Managing population through heavy-handed top-down curbs on fertility is an inhuman and ineffective policy

Global population growth has decelerated since 1965, even before The Population Bomb, a 1968 best-seller by Paul and Anne Ehrlich, had advocated population control if the world were not to starve to death. In 1972, the Club of Rome published The Limits to Growth, which similarly predicted that the world would run out of its natural resources.

Both drew from Thomas Robert Malthus’ An Essay on the Principle of Population, which was published nearly two centuries earlier, in 1798. It postulated that humans are profligate by nature -- squandering their enhanced income on having more children or consuming more goods, or both, thereby perpetuating resource scarcity.

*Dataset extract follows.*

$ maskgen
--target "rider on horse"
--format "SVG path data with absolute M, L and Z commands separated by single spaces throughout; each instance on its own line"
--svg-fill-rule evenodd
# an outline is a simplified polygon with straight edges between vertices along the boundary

The latest dire forecasts come from the Inter-governmental Panel for Climate Change -- albeit based on better science and computing power. We are racing towards the irreversible tipping point of a 1.5 degree rise in ambient temperature above pre-industrial times. Yet again, increasing population and growing appetites for fossil energy consumption, are to blame. We might be surplus in food, but we are running short on carbon space with insufficient resolve to reverse the process of carbon emissions.
Population trends depend on three variables -- fertility (a statistical device measuring the average number of children born to women aged 15-50 years in any one year); mortality (the ratio of deaths to population in a year) and net migration.

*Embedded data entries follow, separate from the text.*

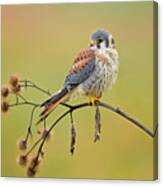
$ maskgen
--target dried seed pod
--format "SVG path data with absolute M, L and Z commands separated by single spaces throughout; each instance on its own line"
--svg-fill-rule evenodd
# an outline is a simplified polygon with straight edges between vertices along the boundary
M 27 149 L 27 141 L 26 140 L 20 140 L 18 142 L 18 148 L 19 150 L 26 150 Z
M 2 112 L 7 112 L 9 110 L 9 104 L 7 101 L 3 101 L 1 103 L 1 110 Z
M 38 130 L 37 133 L 42 136 L 42 138 L 46 138 L 46 141 L 49 141 L 51 138 L 51 132 L 47 128 L 43 130 Z
M 28 167 L 26 173 L 27 173 L 27 176 L 33 177 L 33 176 L 35 176 L 35 174 L 36 174 L 36 170 L 33 169 L 33 168 Z
M 17 159 L 17 163 L 21 166 L 25 166 L 28 162 L 27 156 L 25 155 L 20 155 Z
M 18 85 L 18 82 L 19 82 L 19 78 L 17 75 L 11 75 L 10 76 L 10 79 L 9 79 L 9 83 L 10 85 L 12 85 L 13 87 L 17 86 Z
M 72 124 L 72 127 L 71 127 L 71 144 L 70 144 L 71 155 L 74 154 L 75 143 L 76 143 L 76 130 L 75 130 L 74 125 Z
M 7 85 L 3 85 L 1 88 L 1 95 L 2 97 L 7 97 L 9 95 L 9 87 Z
M 101 132 L 101 116 L 99 107 L 96 107 L 96 114 L 95 114 L 95 136 L 94 142 L 100 140 L 100 132 Z
M 40 164 L 40 160 L 37 157 L 32 157 L 29 161 L 29 168 L 37 169 Z
M 21 91 L 21 86 L 20 84 L 17 84 L 15 86 L 11 86 L 11 91 L 14 93 L 14 94 L 18 94 L 20 91 Z

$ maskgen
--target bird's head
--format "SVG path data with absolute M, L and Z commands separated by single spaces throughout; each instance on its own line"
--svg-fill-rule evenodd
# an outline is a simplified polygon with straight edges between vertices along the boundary
M 90 47 L 97 49 L 115 48 L 115 40 L 109 32 L 97 30 L 91 36 Z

Global fertility rate reduced from 5.0 in the 1950s to 2.3 in 2021. By 2050, the global fertility rate will be 2.1, the “replacement rate”, at which population stabilises (World Population Prospects, 2022). Two-thirds of the global population have fertility rates between 1.5 to 2. East and Southeast Asia -- dominated by China -- reduced fertility from 2.6 in 1990 to 1.5 in 2021. Central and South Asia -- dominated by India -- reduced fertility from 4.3 to 1.9 over the same period. This trend is welcome, signalling more agency for women over their bodies. Professional and personal goals now substitute their traditional ones of childbearing and rearing. Incentives for big families are disappearing in the advanced economies. State-provided social protection for the aged substitutes for children as an insurance mechanism. Mechanisation (tractors, harvesters, industrial robots, contactless services) and digitalisation reduce the grunt work in agriculture, manufacturing, and retail services, diminishing the need for large families as reliable in-house help.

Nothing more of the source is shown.